“Bestselling self-published authors attract producers because they have a proven track record if they stay on Amazon sales charts over time.” The Guardian considers the Hollywood success of writers such as Andy Weir, E. L. James, and Mark Dawson. And just last year our own Bill Morris wondered why literature was enjoying such a good run out in LaLa Land: “Four novels as source material for Oscar-nominated screenplays? What happened? Did some pixie slip a vial of smart powder into the L.A. drinking water?”
Today marks the opening round of the always-worth-following Morning News Tournament of Books. In the ring, Adam by Ariel Schrag faces off against The Bone Clocks by David Mitchell, in a match refereed by Matthea Harvey. For background, you could read our review of The Bone Clocks.

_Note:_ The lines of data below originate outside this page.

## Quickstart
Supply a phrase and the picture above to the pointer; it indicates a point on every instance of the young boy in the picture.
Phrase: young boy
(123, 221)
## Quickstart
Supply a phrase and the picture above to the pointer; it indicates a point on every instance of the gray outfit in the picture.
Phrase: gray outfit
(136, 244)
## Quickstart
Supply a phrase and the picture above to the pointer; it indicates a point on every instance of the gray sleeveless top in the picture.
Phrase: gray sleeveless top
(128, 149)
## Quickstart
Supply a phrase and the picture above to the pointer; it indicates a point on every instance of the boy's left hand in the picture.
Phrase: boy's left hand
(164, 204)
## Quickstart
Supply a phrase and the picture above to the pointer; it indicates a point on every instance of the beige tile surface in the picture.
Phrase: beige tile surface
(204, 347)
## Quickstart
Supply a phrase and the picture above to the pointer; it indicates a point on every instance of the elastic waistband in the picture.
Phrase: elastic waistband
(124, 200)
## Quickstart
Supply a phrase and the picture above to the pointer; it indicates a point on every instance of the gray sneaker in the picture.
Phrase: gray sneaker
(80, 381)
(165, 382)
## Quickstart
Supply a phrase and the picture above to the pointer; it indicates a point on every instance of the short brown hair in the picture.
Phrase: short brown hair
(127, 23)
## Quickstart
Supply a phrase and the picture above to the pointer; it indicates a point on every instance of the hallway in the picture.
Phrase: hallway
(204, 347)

Though Mark Twain first gained notoriety after publishing an essay about a famous jumping frog, the onetime Samuel Clemens didn’t really hit his stride until he became a public speaker, as the money he accrued from reading in front of audiences gave him a steady source of income. At Salon, Ben Tarnoff recounts Twain’s journey to the podium, one laid out more broadly in Tarnoff’s book about a group of San Francisco writers.
At The Guardian, the intriguing case of historian Orlando Figes and his wife’s savage Amazon reviews of her husband’s rivals’ books. The case begs the question: should Amazon allow anonymous reviews?
“Pink Trance Notebooks is the mind working, is material rising from somewhere deep to be shaped and reshaped into blocks of dreamlike text. It is also surface: material gathered from within reach.” Sarah Gerard at Hazlitt in an interview with Wayne Koestenbaum, whose new book is out in October.